La Cardiomiopatia ipertrofica (HCM) è la malattia cardiaca più comune nei gatti e comporta una ridotta tolleranza all’esercizio fisico. La diagnosi viene effettuata mediante un esame ecografico (ecocardiografia), che può essere supportato da un test genetico. I sintomi clinici possono comparire già a 3 mesi di età; l’età media di insorgenza è di circa 6,5 anni.

Il primo segno della HCM è un ispessimento della parete (ipertrofia concentrica) del ventricolo sinistro. Anche altre parti del cuore possono essere alterate, ad esempio i muscoli papillari e la valvola cardiaca sinistra (valvola mitrale). Alla fine, il ventricolo sinistro si ingrossa.

In un nuovo studio di Boeykens et al. del 2024, sono state analizzate le sei varianti genetiche note di quattro geni diversi associate alla HCM nei gatti domestici. Le varianti genetiche sono suddivise in 5 categorie: patogene, probabilmente patogene, di significato sconosciuto, probabilmente benigne e benigne. Per la diagnostica clinica e per l’uso come test genetico, si raccomanda di utilizzare solo le varianti delle prime due categorie. Lo studio ha preso in considerazione i risultati dello screening di oltre 10.000 gatti.

La variante MYBPC3:c.91G > C [A31P] si verifica principalmente nel Maine Coon, mentre è presente in modo casuale in altre razze e potrebbe essere diventata più rara attraverso la selezione. Labogen offre questa variante come test HCM1.
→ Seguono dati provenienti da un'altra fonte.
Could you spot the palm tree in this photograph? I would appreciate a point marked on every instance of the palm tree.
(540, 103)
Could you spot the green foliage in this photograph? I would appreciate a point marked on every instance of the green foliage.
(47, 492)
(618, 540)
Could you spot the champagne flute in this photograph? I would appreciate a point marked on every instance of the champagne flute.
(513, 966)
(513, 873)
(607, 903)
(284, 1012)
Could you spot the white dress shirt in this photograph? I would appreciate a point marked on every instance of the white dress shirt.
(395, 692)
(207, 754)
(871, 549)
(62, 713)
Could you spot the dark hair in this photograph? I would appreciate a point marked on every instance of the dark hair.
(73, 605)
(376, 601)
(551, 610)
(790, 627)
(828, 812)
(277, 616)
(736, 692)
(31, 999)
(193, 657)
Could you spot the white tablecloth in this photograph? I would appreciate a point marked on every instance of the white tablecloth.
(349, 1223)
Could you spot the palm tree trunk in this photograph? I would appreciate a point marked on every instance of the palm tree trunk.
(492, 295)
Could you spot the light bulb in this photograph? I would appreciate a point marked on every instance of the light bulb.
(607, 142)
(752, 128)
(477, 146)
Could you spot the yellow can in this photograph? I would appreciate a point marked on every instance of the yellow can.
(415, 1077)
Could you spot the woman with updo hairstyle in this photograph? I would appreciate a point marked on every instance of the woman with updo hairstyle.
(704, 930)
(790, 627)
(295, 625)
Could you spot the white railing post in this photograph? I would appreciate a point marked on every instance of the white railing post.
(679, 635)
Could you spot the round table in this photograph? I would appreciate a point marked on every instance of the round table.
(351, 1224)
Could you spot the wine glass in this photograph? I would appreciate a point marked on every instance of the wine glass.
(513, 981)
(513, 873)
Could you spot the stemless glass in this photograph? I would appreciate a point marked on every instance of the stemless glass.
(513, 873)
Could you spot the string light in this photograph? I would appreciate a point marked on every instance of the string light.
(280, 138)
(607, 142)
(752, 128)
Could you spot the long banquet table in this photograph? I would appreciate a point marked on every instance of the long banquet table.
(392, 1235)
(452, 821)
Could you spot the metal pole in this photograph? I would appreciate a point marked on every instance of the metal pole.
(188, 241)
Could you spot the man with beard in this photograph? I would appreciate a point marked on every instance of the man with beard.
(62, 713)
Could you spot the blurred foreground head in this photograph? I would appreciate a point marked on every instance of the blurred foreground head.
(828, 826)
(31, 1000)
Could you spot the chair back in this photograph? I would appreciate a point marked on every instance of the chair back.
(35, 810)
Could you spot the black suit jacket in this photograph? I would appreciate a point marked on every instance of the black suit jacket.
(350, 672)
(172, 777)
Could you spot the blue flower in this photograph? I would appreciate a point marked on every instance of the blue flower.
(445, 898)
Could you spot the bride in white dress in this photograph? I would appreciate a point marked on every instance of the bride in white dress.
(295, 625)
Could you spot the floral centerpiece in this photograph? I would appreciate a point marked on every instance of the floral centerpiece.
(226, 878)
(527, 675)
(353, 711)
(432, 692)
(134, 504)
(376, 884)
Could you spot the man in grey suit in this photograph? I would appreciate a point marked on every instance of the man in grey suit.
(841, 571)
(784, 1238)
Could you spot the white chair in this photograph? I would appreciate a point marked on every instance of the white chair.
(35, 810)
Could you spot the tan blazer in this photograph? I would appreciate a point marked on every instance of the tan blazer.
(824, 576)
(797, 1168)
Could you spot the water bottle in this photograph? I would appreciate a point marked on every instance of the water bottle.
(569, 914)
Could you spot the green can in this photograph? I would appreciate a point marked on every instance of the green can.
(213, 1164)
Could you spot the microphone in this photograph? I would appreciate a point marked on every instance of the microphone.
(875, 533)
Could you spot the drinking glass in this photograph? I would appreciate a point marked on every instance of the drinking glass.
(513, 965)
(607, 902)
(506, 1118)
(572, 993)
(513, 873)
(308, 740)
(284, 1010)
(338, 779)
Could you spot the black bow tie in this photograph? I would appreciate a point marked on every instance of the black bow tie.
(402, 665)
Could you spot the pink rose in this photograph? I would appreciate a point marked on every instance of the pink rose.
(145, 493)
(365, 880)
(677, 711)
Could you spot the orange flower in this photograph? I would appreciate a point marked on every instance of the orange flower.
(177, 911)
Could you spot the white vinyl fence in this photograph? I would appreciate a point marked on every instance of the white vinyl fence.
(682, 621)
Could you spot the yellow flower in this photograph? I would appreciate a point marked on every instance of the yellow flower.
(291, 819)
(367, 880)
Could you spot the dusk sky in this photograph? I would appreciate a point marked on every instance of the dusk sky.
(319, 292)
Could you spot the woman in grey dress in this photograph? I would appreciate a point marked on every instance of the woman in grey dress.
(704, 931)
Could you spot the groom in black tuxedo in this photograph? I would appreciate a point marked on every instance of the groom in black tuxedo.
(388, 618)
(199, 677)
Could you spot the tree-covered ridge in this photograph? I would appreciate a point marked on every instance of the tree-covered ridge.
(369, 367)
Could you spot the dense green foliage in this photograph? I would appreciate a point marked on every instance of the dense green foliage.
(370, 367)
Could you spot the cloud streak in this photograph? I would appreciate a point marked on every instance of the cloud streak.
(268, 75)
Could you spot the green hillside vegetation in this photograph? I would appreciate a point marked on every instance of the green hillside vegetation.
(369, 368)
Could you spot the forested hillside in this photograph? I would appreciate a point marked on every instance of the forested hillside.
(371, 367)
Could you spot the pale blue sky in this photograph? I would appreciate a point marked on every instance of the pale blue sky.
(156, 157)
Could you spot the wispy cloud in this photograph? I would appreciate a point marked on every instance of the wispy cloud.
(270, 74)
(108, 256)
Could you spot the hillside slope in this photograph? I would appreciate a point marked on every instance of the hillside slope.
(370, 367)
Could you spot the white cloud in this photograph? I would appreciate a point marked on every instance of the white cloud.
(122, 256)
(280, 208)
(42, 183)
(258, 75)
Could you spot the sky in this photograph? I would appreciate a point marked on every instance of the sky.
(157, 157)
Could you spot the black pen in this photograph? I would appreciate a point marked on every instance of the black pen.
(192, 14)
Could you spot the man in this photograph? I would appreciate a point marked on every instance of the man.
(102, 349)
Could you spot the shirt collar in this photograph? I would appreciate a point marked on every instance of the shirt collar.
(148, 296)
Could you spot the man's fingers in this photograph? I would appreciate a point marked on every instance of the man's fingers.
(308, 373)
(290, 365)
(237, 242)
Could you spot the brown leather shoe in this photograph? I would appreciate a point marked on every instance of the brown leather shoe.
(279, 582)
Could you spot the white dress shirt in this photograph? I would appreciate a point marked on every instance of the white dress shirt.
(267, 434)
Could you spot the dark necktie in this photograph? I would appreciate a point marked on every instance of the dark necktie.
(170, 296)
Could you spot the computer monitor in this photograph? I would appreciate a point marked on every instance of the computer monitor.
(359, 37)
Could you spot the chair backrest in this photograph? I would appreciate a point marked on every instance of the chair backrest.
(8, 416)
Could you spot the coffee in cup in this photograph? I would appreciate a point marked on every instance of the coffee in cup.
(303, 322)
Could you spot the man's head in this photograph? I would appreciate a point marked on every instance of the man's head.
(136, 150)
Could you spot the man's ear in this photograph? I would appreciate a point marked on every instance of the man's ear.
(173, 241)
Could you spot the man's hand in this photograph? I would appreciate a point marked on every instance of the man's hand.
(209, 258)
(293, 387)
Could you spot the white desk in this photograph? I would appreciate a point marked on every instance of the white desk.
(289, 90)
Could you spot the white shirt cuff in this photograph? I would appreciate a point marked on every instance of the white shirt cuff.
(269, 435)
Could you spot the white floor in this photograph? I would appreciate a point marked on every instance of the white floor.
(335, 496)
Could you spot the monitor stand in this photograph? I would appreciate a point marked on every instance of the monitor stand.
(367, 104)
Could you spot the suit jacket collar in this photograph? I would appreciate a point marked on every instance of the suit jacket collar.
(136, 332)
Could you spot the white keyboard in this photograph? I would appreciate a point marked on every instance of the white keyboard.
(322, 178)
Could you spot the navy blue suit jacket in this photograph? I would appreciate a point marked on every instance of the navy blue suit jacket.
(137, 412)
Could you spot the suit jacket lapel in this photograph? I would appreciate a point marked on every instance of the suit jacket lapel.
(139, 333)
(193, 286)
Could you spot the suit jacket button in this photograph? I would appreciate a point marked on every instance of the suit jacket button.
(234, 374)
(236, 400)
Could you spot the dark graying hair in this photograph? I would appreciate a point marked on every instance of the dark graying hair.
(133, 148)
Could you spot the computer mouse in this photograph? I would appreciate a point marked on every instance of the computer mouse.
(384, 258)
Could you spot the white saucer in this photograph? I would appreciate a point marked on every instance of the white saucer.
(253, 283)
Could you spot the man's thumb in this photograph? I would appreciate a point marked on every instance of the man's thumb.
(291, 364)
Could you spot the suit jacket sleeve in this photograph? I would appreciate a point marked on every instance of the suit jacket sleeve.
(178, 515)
La variante MYBPC3:c.2453C > T [R818W] è stata riscontrata solo nei gatti Ragdoll o in razze in cui l’incrocio con i Ragdoll potrebbe aver fatto parte dello sviluppo dell’allevamento. Anche questo test è offerto da Labogen con il nome di HCM3.

Per le altre varianti non è stata trovata nello studio alcuna prova di causalità della malattia, il che depone contro lo screening di queste varianti.

Labogen offre un’ulteriore variante HCM da testare nello Sphynx, variante pubblicata di recente (ALMS1:c.7384G > C [G2462R]). Sebbene lo studio citato non abbia potuto confermare il legame con la HCM, la pubblicazione originale ha collegato le mutazioni in questo gene allo sviluppo della sindrome di Alstrom, una malattia multisistemica familiare che può includere la cardiomiopatia (dilatativa e restrittiva). La variante altera la struttura della proteina, che può essere associata alla HCM.